December 9, 1911 [LAT/LB]: “Would limit abalone catch. C. B. Linton who controls the abalone and pearl concessions of San Miguel and San Clemente islands, is much interested in the application of the Catalina Tuna Club to have the Board of Supervisors limit the daily catch of abalones to fifty pounds each day for each fisherman. Mr. Linton believes the catch should be limited so far as red and green abalones are concerned, but will protest against its application to the black abalones, which he says, are in no danger of extinction since 20 percent of them live within the lines of the surf and are not within the reach of divers or ebb workers.

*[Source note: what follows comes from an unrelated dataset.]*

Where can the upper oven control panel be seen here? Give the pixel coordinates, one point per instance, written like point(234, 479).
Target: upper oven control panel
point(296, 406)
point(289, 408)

He says that the green and red abalones are easy pickings for the Japanese divers, most of whom are no respecters of the Fish and Game laws, but denude the localities in which they work. The Linton concessions have shipped sixty tons of shells to eastern manufacturers this year. They also have a plant, or bed, of 3000 abalones which are engaged just now in making abalone pearls. The plant is soon to be moved nearer the mainland. The process is new, pearls being developed in the course of one or two years around a composition nucleus that is planted inside the abalone shell. Some of these have been removed from abalones after being planted eight months, and show the scheme is a success. The pearls can be produced in any color of the Oriental pearl, and will be very valuable.”

November 14, 1913 [SBMP]: “The utter annihilation of the abalones and crawfish in southern waters, unless something is done soon, is the gist of the report that is to be made in two weeks to the State Fish and Game Commission by J. A. Coxe, who has been investigating conditions for three weeks. Coxe is the San Pedro expert on deep sea fish with the Tufts—Lyon firm, and has been studying the question for years. A month ago he was commissioned by the fish commission to make a cruise through the islands off the Southern California coast and make a report on conditions as he found them. He returned last week from a trip of three weeks, on which he was accompanied by J. W. Jump and Smith Warren, of San Pedro. The result of their observation is published by the Catalina Wireless… Coxe suggests that the closed season on abalones from January to April, should be extended to include April and May, and he may recommend this action to the commission. It would save these varieties from destruction and give the commission a chance to study their habits. At this time abalone shells are worth $100 a ton, and the meat is shipped to Japan.”

March 2, 1917 [OC]: “Gathering abalones used to be quite a sport about Catalina, an old piece of buggy spring being used as a tool to pry them off the rocks at low tide. Then the Japanese cleaned the island. Now the abalones are becoming quite plentiful again, and up the Malibu coast, around the Portuguese Bend cliffs and other rocky headlands, abalone parties may be quite the thing if the ‘ten per day’ limit on black abalones is made. The red, pink and green abalones may be taken now, but are rarer here.”